The GOP report noted Hillary Clinton "had ordered the destruction of other documents relating" to her work for the S&L. "The billing records were the only documentary evidence available which reflected the true extent of Mrs. Clinton's role with respect to the fraudulent scheme."
The first lady has said she recalls very little about Castle Grande. Her lawyer, however, suggested that Denton made up the story.
The White House dismissed the GOP conclusions Tuesday as nothing new. Press secretary Mike McCurry praised Democrats for a "powerful document that puts into context what the committee has done at great expense to taxpayers for no other reason than to do political damage to the president."

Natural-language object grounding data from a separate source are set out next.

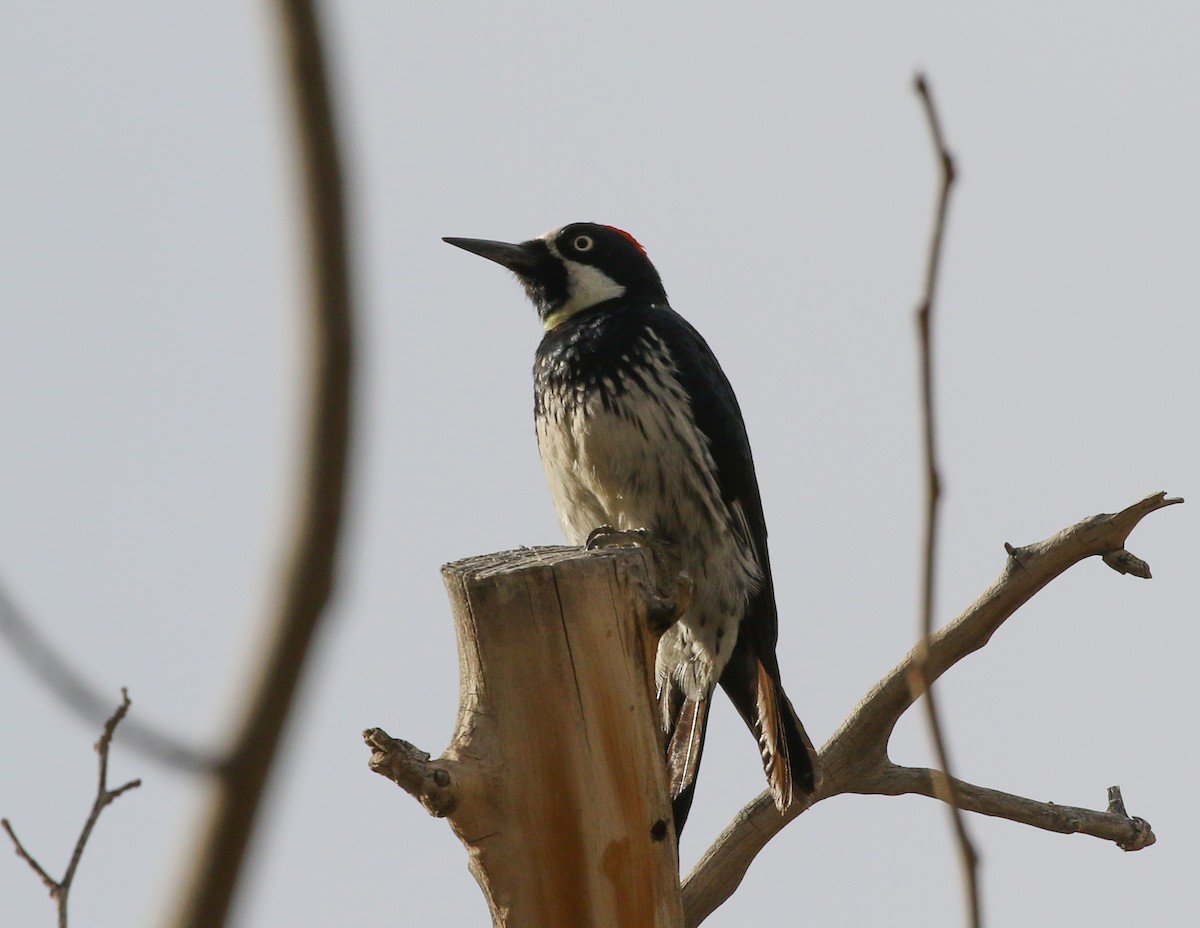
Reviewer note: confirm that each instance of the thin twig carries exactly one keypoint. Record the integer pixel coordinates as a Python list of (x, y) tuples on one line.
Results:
[(855, 759), (919, 680), (60, 890), (73, 689), (309, 579)]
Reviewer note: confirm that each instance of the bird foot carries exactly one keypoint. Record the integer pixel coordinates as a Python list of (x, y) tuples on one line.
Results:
[(609, 537), (663, 610)]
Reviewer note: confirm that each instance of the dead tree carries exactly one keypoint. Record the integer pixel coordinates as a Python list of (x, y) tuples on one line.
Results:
[(555, 779)]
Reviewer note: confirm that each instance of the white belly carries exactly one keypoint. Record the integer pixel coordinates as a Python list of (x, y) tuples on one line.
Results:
[(642, 464)]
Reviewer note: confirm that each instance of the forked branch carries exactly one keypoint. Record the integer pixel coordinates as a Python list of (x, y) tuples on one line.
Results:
[(60, 890), (856, 758)]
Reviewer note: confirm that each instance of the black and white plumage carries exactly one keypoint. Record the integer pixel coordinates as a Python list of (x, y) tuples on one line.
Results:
[(639, 427)]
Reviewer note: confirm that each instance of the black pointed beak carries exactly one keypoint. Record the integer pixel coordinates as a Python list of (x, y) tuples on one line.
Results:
[(522, 259)]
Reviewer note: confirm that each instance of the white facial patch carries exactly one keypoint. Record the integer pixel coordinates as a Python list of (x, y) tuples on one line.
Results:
[(586, 286)]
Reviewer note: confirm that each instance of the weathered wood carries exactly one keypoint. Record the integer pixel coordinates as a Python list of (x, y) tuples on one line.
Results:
[(555, 779)]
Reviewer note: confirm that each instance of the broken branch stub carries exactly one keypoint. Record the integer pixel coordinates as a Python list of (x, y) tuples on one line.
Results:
[(555, 779)]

But Senate Majority Leader Trent Lott said the Republican report detailed "a pattern of attempted concealment at the very minimum" by the White House.
The Democratic report accused Republicans of stretching the evidence to smear Hillary Clinton.
"No attempt is made to place into perspective the relative importance to the American people of whether Mrs. Clinton has a specific recollection today of every memorandum, phone call and detail of every case she handled in her private law practice in Little Rock over a decade ago," the Democrats wrote.
The two sides also sharply disagreed about the accuracy of several presidential aides testimony.
The Republicans said there was inaccurate and incomplete testimony by three individuals - ex-White House counsel Bernard Nuss-baum, Hillary Clinton's chief of staff Margaret Williams and the first lady's confidante Susan Thomases.
The GOP report said the three concealed the first lady's role in the handling of documents in the late Vincent Foster's office following his July 1993 death. At the time, Foster had sensitive documents about both Whitewater and the purge of the White House travel office.
The committee said it would refer the matter to Whitewater prosecutor Kenneth Starr.
The Republicans said they also did not believe then-Associate Attorney General Webster Hubbell's testimony about a conversation he had with the first lady during visit to the White House on July 27 after Foster's funeral.
Democrats dismissed the allegations of a coverup as a "blatantly political game of tag." They noted Williams had passed two lie detector tests corroborating her testimony that she did not remove documents from Foster's office on the night of his death.
The Democrats accused their GOP counterparts of making "irresponsible claims of possible obstruction of justice that simply ignore the testimony of law enforcement officials."